The study also questions Army officials’ claims that because one of every three who kills him or herself has never deployed, the wars didn’t have anything to do with that suicidal subset:

In the present study, 31% of suicides were committed by soldiers who had never deployed, implying that psychopathology and stress other than combat exposure may contribute to suicide incidence in this population. Predeployment stress, such as anticipatory anxiety and preexisting trauma, may play an important role.

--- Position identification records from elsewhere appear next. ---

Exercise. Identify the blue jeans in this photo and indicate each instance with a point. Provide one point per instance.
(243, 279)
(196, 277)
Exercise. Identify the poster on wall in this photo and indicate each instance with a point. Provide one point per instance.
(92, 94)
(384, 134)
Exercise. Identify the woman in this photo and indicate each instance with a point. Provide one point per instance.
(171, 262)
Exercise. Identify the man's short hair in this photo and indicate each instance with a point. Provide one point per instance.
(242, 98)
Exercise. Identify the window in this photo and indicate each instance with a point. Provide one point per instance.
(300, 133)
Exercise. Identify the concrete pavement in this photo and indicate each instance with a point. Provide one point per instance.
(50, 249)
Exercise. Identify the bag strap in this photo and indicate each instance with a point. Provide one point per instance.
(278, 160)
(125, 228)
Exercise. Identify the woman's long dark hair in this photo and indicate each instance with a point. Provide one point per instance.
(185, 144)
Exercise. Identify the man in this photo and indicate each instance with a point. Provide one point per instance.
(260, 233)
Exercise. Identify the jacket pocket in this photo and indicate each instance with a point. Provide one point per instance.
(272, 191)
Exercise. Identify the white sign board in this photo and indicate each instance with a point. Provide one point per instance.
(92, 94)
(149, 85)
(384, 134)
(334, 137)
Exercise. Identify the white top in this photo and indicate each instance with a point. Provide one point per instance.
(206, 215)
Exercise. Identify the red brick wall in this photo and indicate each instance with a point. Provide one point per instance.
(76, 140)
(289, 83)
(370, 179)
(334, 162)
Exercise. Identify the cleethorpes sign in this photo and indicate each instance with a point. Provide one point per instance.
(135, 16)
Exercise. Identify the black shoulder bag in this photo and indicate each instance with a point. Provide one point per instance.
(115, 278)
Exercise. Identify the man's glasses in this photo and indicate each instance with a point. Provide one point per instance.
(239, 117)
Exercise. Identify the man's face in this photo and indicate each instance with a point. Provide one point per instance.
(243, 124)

The study combed through reams of Army data to find that as suicide nearly doubled in the ranks, so did rates of mental illness:

The overall rates of mental illness among active duty soldiers also nearly doubled since the major commitment of troops to Iraq and Afghanistan, mirroring the increase in rates of suicide from 2003 to 2008. This suggests a possible association between the increase in mental health disorders and suicide in a population under severe stress. The 2008 rate indicates that more than one fifth of all active duty soldiers had an ambulatory visit for a mental health disorder, implying a prevalent public health problem.

The increase in suicide rates may be viewed as the tip of the ‘mental health iceberg’. While suicide remains a relatively rare event, its increase signals more prevalent underlying mental health problems among soldiers in the US Army. The parallel during the years 2003-8 suggests that army operations during this time period may have affected the nature and extent of mental health problems, including suicide.